Die Studie unterstreicht: KI-Kompetenz ist keine Nischenfähigkeit mehr, sondern entwickelt sich zur Kernqualifikation für die Arbeitswelt von morgen. Unternehmen, die dies erkennen und entsprechend handeln, werden die Disruption nicht nur überleben, sondern aktiv mitgestalten können.

Die KI-Kompetenzlücke wird sich in den kommenden Jahren zu einem zentralen Thema für Personalentwicklung und Unternehmensführung entwickeln. Während der EU AI Act den rechtlichen Druck erhöht, werden progressive Unternehmen KI-Schulungen nicht als lästige Pflicht, sondern als strategische Investition betrachten. Zu erwarten ist die Entstehung eines spezialisierten Marktes für KI-Trainings, der weit über technische Aspekte hinausgeht und ethische sowie rechtliche Dimensionen einschließt. Die wahren Gewinner werden jene Organisationen sein, die KI-Kompetenz nicht isoliert betrachten, sondern als integralen Bestandteil einer umfassenden digitalen Transformationsstrategie verstehen und implementieren.

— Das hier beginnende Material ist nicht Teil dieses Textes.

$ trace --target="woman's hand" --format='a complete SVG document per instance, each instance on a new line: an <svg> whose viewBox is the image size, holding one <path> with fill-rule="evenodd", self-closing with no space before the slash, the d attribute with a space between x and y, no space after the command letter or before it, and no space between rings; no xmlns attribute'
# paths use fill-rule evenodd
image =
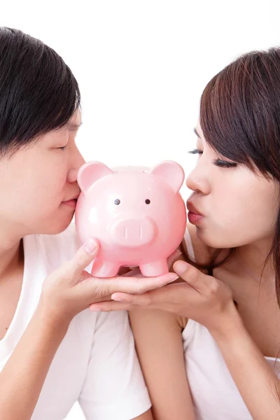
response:
<svg viewBox="0 0 280 420"><path fill-rule="evenodd" d="M193 319L210 330L224 326L228 328L229 319L237 314L230 288L184 261L176 261L173 268L183 281L141 295L115 293L111 295L113 301L93 304L90 309L158 309Z"/></svg>
<svg viewBox="0 0 280 420"><path fill-rule="evenodd" d="M45 280L39 304L50 321L70 322L90 304L108 300L115 292L143 293L162 287L178 277L174 273L138 279L127 276L110 279L92 277L85 269L98 251L97 241L89 239L71 261L52 272Z"/></svg>

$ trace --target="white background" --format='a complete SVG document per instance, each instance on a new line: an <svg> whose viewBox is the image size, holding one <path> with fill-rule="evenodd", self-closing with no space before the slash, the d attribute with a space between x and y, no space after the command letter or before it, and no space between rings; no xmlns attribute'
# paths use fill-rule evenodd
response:
<svg viewBox="0 0 280 420"><path fill-rule="evenodd" d="M1 0L0 26L41 39L72 69L86 160L153 166L172 159L188 174L204 87L241 53L280 44L278 3ZM76 405L67 420L83 418Z"/></svg>

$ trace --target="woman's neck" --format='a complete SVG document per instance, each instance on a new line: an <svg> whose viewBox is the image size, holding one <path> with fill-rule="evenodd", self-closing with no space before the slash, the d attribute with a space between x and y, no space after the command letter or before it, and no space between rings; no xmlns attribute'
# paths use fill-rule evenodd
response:
<svg viewBox="0 0 280 420"><path fill-rule="evenodd" d="M272 258L270 258L265 265L272 241L272 238L263 239L237 248L232 260L234 272L243 275L247 274L258 282L260 278L262 280L274 280L275 271Z"/></svg>
<svg viewBox="0 0 280 420"><path fill-rule="evenodd" d="M0 247L0 283L24 264L23 240L11 247Z"/></svg>

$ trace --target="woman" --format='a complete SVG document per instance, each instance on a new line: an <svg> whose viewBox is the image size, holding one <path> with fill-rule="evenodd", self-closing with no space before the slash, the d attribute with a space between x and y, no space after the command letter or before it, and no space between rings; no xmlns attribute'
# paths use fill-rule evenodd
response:
<svg viewBox="0 0 280 420"><path fill-rule="evenodd" d="M181 282L92 307L146 309L130 318L157 420L280 419L280 49L215 76L195 131L185 248L200 271L176 261Z"/></svg>
<svg viewBox="0 0 280 420"><path fill-rule="evenodd" d="M72 220L84 160L77 82L62 58L0 29L0 419L62 420L78 400L87 419L150 420L126 312L91 313L116 291L173 281L98 280L98 252ZM87 269L90 271L89 268Z"/></svg>

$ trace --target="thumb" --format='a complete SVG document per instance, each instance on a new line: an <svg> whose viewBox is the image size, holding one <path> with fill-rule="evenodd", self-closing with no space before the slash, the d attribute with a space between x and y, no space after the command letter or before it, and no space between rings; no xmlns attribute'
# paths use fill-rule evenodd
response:
<svg viewBox="0 0 280 420"><path fill-rule="evenodd" d="M99 251L99 244L96 239L90 238L77 251L68 266L71 276L80 275L85 268L90 264Z"/></svg>

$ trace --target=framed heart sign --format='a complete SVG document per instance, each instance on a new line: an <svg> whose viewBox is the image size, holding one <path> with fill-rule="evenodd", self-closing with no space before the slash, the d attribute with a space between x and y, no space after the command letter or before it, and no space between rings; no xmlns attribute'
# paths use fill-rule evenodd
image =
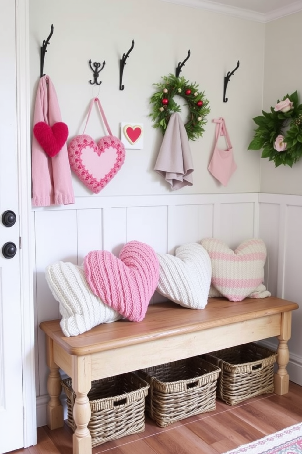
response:
<svg viewBox="0 0 302 454"><path fill-rule="evenodd" d="M140 150L144 148L144 130L141 123L122 123L120 139L125 148Z"/></svg>

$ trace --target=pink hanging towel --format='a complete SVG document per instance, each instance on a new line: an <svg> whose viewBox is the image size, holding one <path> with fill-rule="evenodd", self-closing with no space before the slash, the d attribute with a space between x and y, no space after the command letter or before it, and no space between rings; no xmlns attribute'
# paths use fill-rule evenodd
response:
<svg viewBox="0 0 302 454"><path fill-rule="evenodd" d="M40 79L34 114L34 126L44 122L53 127L62 122L54 87L48 76ZM50 157L33 134L32 148L32 204L37 207L74 203L67 146Z"/></svg>
<svg viewBox="0 0 302 454"><path fill-rule="evenodd" d="M208 169L221 184L226 186L236 170L237 164L233 156L233 147L225 126L225 119L222 118L214 118L213 121L216 123L215 146ZM220 136L225 136L227 149L221 150L218 148L217 143Z"/></svg>

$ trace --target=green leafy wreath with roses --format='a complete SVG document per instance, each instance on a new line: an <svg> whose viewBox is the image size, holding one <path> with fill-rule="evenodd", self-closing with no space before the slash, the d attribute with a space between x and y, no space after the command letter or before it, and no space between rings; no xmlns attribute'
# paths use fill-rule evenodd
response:
<svg viewBox="0 0 302 454"><path fill-rule="evenodd" d="M189 109L187 121L185 128L188 138L196 140L202 137L206 124L206 115L210 113L209 101L204 92L198 90L199 85L186 80L184 77L177 78L173 74L162 77L163 82L153 84L158 90L151 97L152 112L149 114L154 124L164 134L169 120L174 112L181 112L180 106L174 99L178 95L183 98Z"/></svg>
<svg viewBox="0 0 302 454"><path fill-rule="evenodd" d="M253 119L258 127L248 149L262 148L261 158L273 161L275 167L292 167L302 156L302 104L297 90L262 114Z"/></svg>

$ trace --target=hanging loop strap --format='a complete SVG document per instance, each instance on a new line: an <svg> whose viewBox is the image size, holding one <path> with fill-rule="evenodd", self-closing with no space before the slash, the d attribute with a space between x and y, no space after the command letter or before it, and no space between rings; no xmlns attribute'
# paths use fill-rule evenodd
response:
<svg viewBox="0 0 302 454"><path fill-rule="evenodd" d="M104 110L103 110L103 108L102 107L101 104L101 103L100 102L100 99L97 97L93 98L91 100L91 101L90 102L90 105L89 106L88 113L87 116L87 120L86 120L86 124L85 124L85 128L84 128L84 130L83 131L83 134L85 133L85 130L86 129L86 128L87 127L87 125L88 124L88 120L89 119L89 117L90 117L90 114L91 114L91 111L92 109L92 106L93 105L94 103L96 103L96 104L98 106L101 116L103 118L103 121L104 121L105 126L107 128L107 130L109 133L109 135L112 136L112 133L111 133L111 129L109 127L109 125L108 124L108 123L107 121L107 118L106 118L105 112L104 112Z"/></svg>

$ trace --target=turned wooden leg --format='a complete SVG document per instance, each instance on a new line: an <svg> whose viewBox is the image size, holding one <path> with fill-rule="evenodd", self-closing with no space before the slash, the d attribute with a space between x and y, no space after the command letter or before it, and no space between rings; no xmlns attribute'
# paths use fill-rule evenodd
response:
<svg viewBox="0 0 302 454"><path fill-rule="evenodd" d="M291 327L291 311L283 312L281 314L281 333L279 336L277 336L279 340L277 350L278 370L274 377L275 392L279 395L288 392L289 376L286 367L289 360L288 340L290 339Z"/></svg>
<svg viewBox="0 0 302 454"><path fill-rule="evenodd" d="M77 396L73 406L73 419L77 425L72 437L73 454L91 454L91 439L87 425L91 410L87 394L91 388L90 355L74 357L72 389Z"/></svg>
<svg viewBox="0 0 302 454"><path fill-rule="evenodd" d="M53 362L53 344L52 339L46 336L46 359L49 368L47 390L49 401L47 409L47 422L50 429L58 429L64 425L63 407L60 400L62 390L59 368Z"/></svg>

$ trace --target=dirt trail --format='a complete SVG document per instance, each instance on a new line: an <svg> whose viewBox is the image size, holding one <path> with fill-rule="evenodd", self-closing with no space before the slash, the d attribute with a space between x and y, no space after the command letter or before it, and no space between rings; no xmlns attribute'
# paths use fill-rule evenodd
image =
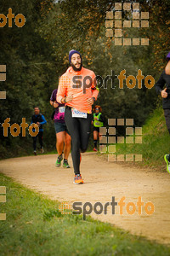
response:
<svg viewBox="0 0 170 256"><path fill-rule="evenodd" d="M71 169L56 168L55 161L56 155L54 154L4 160L0 161L0 172L60 202L82 201L83 204L89 201L94 206L99 201L105 205L111 201L112 196L117 202L125 196L122 215L119 214L117 206L114 215L109 207L106 215L93 212L91 216L114 224L132 234L170 243L170 175L167 172L108 162L93 153L87 153L82 155L81 163L85 183L74 185L71 157ZM155 205L152 215L147 215L144 207L141 216L138 212L133 215L126 212L128 201L136 204L139 196L144 204L151 201Z"/></svg>

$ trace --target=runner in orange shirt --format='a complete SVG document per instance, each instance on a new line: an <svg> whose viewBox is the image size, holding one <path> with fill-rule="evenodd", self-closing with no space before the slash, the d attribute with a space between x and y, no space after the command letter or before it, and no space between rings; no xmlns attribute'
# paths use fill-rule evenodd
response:
<svg viewBox="0 0 170 256"><path fill-rule="evenodd" d="M81 54L69 52L71 67L61 76L57 102L65 103L65 121L71 137L71 156L74 166L74 183L83 183L80 174L81 152L88 148L92 121L92 105L99 90L95 87L95 74L82 67Z"/></svg>

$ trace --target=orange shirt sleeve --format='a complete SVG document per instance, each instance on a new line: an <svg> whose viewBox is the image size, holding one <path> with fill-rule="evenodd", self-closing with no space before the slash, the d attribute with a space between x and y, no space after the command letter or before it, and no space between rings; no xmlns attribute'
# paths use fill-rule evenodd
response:
<svg viewBox="0 0 170 256"><path fill-rule="evenodd" d="M93 79L93 84L92 84L92 86L91 86L91 89L92 89L92 97L94 97L95 100L97 100L99 90L97 88L94 73L93 74L92 79Z"/></svg>

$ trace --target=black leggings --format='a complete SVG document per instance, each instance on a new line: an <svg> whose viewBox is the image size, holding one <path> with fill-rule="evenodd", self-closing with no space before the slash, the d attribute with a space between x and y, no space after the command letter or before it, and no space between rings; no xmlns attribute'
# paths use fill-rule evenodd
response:
<svg viewBox="0 0 170 256"><path fill-rule="evenodd" d="M65 121L71 137L71 156L75 174L80 173L80 151L85 152L88 148L92 115L87 115L87 119L72 118L71 108L65 107Z"/></svg>

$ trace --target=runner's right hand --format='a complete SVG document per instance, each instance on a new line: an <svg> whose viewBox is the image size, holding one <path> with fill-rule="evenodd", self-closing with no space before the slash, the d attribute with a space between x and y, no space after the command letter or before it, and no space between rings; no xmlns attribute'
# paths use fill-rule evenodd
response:
<svg viewBox="0 0 170 256"><path fill-rule="evenodd" d="M56 102L54 102L54 108L58 108L58 107L59 107L59 104Z"/></svg>
<svg viewBox="0 0 170 256"><path fill-rule="evenodd" d="M166 92L167 88L165 88L164 90L162 90L162 98L167 98L167 92Z"/></svg>

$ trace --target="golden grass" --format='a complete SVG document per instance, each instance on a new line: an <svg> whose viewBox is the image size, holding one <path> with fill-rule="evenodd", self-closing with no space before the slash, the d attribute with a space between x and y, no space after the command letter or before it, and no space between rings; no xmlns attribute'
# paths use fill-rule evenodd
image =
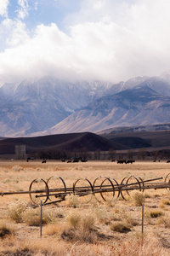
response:
<svg viewBox="0 0 170 256"><path fill-rule="evenodd" d="M119 166L109 161L71 165L48 161L45 166L42 166L40 161L0 161L0 188L1 192L27 191L33 179L47 180L54 175L61 177L67 187L71 187L78 178L84 177L93 183L100 175L115 178L120 183L127 175L139 176L143 179L165 177L169 172L167 167L166 163L159 165L149 162ZM132 197L133 193L130 195ZM82 204L75 196L70 195L65 201L42 207L42 212L45 213L47 211L48 216L53 218L42 226L41 239L38 225L40 214L37 212L38 210L28 208L29 195L3 195L0 200L0 220L6 224L8 230L12 222L14 232L10 231L10 238L5 236L0 239L0 255L5 255L5 252L14 255L15 253L18 255L30 253L49 256L169 255L170 243L167 236L170 216L168 194L165 189L150 189L144 190L144 194L139 192L139 195L141 197L144 195L145 200L139 200L139 205L142 201L144 212L148 212L144 215L143 245L141 236L137 236L141 235L141 207L137 207L135 200L133 202L125 201L120 197L109 202L99 202L94 197L90 203ZM27 210L22 209L21 202L26 206ZM18 210L14 206L15 204L16 209L21 208L18 215ZM14 218L6 214L8 207ZM28 221L30 218L31 221ZM32 226L36 224L37 226ZM114 227L116 224L118 231L114 230L116 229ZM127 224L129 232L120 232L121 224L122 227Z"/></svg>

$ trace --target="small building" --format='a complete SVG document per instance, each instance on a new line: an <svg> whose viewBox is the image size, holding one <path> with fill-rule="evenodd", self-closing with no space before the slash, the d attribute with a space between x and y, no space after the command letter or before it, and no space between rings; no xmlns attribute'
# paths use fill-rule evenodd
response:
<svg viewBox="0 0 170 256"><path fill-rule="evenodd" d="M15 159L25 160L26 158L26 145L15 145Z"/></svg>

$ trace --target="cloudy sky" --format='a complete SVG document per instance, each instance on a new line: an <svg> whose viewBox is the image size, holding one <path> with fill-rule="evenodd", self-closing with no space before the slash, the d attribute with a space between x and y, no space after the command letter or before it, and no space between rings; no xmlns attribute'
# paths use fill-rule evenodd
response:
<svg viewBox="0 0 170 256"><path fill-rule="evenodd" d="M0 0L0 85L170 70L169 0Z"/></svg>

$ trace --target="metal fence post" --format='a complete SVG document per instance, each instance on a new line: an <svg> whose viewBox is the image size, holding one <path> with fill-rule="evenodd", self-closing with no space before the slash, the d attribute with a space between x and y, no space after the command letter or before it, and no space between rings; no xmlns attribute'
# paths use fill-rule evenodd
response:
<svg viewBox="0 0 170 256"><path fill-rule="evenodd" d="M41 201L41 214L40 214L40 237L42 238L42 201Z"/></svg>
<svg viewBox="0 0 170 256"><path fill-rule="evenodd" d="M142 205L142 241L144 238L144 205Z"/></svg>

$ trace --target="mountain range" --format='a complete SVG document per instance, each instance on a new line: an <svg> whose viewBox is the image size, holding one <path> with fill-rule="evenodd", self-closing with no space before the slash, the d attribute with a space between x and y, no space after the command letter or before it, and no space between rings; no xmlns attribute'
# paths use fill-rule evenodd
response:
<svg viewBox="0 0 170 256"><path fill-rule="evenodd" d="M170 83L139 77L116 84L44 77L0 88L0 136L99 132L170 123Z"/></svg>

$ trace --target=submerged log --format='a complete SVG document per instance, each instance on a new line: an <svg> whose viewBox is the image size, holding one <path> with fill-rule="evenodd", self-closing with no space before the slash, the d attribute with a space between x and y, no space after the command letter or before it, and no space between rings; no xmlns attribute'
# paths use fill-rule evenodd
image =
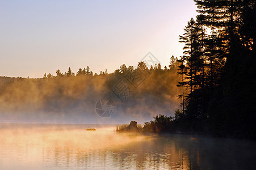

Häufig gestellte Fragen zum Thema „KI-Schulungen am Arbeitsplatz“

  • Welche konkreten Anforderungen stellt der EU AI Act an Unternehmen bezüglich KI-Schulungen? Der AI Act verpflichtet alle Unternehmen, die KI-Systeme einsetzen, sicherzustellen, dass ihre Mitarbeiter über ausreichende KI-Kompetenzen verfügen. Dies umfasst Kenntnisse über Funktionsweise, Möglichkeiten und Grenzen der Technologie sowie Datenschutz- und Sicherheitsaspekte. Die Schulungspflicht gilt für alle Mitarbeitergruppen, die mit KI arbeiten – von Festangestellten bis zu externen Dienstleistern.
  • Können Unternehmen rechtliche Konsequenzen erwarten, wenn sie keine KI-Schulungen anbieten? Ja, seit Februar 2025 bewegen sich Unternehmen ohne entsprechende Schulungsangebote in einer rechtlichen Grauzone. Der EU AI Act sieht bei Verstößen Sanktionen vor. Die genaue Ausgestaltung der Kontrollen und Strafen wird sich in der Praxis noch zeigen, aber Unternehmen sollten das Thema ernst nehmen und proaktiv handeln.
  • Wie können Mitarbeiter mit der Angst umgehen, durch KI ersetzt zu werden? Der beste Weg ist, selbst KI-Kompetenz aufzubauen. Wer versteht, wie KI-Systeme funktionieren und wo ihre Grenzen liegen, kann sie als Werkzeug nutzen statt als Bedrohung zu sehen. Zukunftssichere Jobs werden jene sein, die KI-Tools effektiv einsetzen und mit menschlichen Fähigkeiten wie Kreativität, Empathie und komplexem Problemlösen kombinieren.